Background The systemic autoimmune rheumatic diseases (SARD; Systemic Lupus Erythematosus, Rheumatoid Arthritis, Sjogren's Disease, Systemic Sclerosis) are proposed to have a prolonged period of pre-clinical autoimmunity culminating in clinical disease. Evidence from disease-specific studies (e.g., SLE, RA) suggests that the pre-clinical phase is marked by the accrual of immunological abnormalities such as pathogenic auto-antibodies (auto-Ab). Little is known about the cellular derangements that accompany the transition from benign to pathological autoimmunity. Abnormalities in T cell subsets including invariant NKT (iNKT) and T follicular helper (TFH) cells are implicated in the development of systemic autoimmunity. Both a decrease in iNKT cells and an increase in TFH cells are found in patients with established SARD.

Objectives To determine if T cell abnormalities associated with SARD are present in pre-clinical autoimmunity.

Methods Patients (n=87) who were ANA+ (titer ≥1:160) and healthy controls (HC, n=37) were recruited. Patients were stratified into clinical subsets: (1) no defining SARD symptoms (n=24); (2) undifferentiated connective tissue disease (UCTD, n=17), one or more SARD defining symptom; and (3) early SARD (n=46), fulfilling ACR criteria for a SARD diagnosis. Patients were immunosuppressive and steroid naïve. PBMCs were isolated over a Ficoll gradient, stained with combinations of fluorescently labeled antibodies and analyzed by flow cytometry. ANA titer and auto-Ab profile were determined.

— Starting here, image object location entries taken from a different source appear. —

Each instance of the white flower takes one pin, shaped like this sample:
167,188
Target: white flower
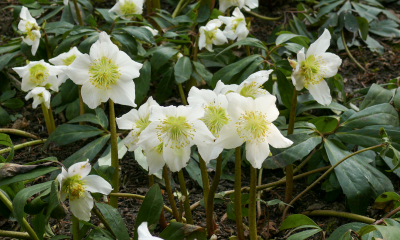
76,185
215,117
235,26
172,131
137,121
127,8
153,31
211,34
39,95
28,26
311,69
252,123
144,233
225,4
106,73
38,74
251,87
63,60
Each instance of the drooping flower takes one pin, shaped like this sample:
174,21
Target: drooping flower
252,123
30,28
38,74
311,69
144,233
172,131
127,8
106,73
76,185
152,30
251,87
137,121
215,117
211,34
235,25
39,95
225,4
63,60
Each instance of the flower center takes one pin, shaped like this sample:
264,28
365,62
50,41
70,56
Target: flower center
175,131
128,8
38,73
74,187
251,90
252,126
104,72
69,60
210,35
215,118
311,70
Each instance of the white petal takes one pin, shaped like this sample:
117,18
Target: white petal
82,206
80,168
123,93
321,92
276,139
176,159
94,183
329,63
256,153
320,45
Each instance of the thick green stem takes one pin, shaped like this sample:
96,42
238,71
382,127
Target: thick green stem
325,174
24,223
347,215
12,234
204,179
18,133
47,119
238,194
78,13
81,104
184,192
75,228
211,227
114,155
289,169
171,198
182,94
253,204
349,53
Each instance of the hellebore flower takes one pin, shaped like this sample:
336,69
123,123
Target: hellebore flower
76,185
252,123
235,25
311,69
137,121
39,95
225,4
28,26
215,117
127,8
38,74
211,34
251,87
172,131
144,233
106,73
63,60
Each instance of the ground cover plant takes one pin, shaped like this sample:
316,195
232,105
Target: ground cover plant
200,120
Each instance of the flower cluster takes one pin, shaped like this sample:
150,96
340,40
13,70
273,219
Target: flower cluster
226,117
235,29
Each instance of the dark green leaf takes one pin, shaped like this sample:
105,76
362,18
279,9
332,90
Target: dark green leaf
113,218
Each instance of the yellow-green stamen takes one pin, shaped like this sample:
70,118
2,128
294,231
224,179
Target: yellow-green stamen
104,72
38,73
252,126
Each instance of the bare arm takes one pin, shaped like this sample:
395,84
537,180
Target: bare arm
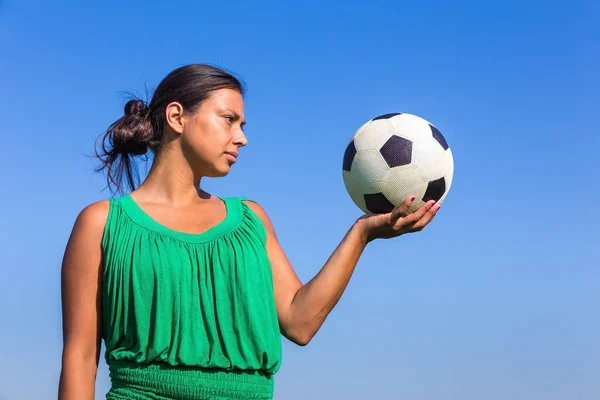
81,278
302,309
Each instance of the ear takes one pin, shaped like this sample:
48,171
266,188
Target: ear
174,117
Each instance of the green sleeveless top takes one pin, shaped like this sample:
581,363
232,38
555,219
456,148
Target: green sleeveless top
190,300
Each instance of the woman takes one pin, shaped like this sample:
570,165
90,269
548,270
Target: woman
190,291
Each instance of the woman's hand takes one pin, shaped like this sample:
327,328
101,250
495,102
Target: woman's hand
397,222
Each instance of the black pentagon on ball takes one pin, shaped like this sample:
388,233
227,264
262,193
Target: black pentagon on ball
386,116
397,151
435,190
377,203
437,135
349,156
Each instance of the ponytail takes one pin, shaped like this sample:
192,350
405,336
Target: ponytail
129,136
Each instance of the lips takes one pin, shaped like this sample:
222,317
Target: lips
231,155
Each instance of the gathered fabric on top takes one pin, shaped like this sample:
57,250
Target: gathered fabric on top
192,300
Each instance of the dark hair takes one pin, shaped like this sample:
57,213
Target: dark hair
142,127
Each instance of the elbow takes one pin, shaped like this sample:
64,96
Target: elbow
301,337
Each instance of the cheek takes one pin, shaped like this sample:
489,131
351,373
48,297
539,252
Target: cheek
206,141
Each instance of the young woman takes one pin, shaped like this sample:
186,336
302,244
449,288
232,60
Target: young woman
191,291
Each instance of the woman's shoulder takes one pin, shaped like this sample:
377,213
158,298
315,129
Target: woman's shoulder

Results A statistically significant decrease in the proportion of iNKT cells (CD3+Vα24Jα18 TCR+) was found for all ANA+ patients relative to HC (p=0.0001). Similar results were found for each patient subset when compared to HC; ANA+ asymptomatic (p=0.001), UCTD (p=0.02) and SARD (p=0.001), with no differences amongst groups. The proportion of TFH (CD4+CXCR5highPD-1high) cells was significantly elevated (p=0.01) in patients versus HC. While the proportion of TFH cells was similar between asymptomatic ANA+ patients and HC, there was a significant expansion of TFH in UCTD as compared to both groups (p=0.02 and p=0.04, respectively). SARD patients had a non-significant trend to increased proportions of TFH as compared to UCTD. Patients (n=50) with higher ANA titers (≥1:640) had a significant increase (p=001) in TFH when compared to individuals (n=13) with lower ANA levels (1:160). A positive correlation (p<0.0001) between the proportion of TFH and the number of auto-Abs within the patient population was found. No significant differences were noted in the iNKT or TFH cell proportions between SARD patients stratified by specific disease diagnosis.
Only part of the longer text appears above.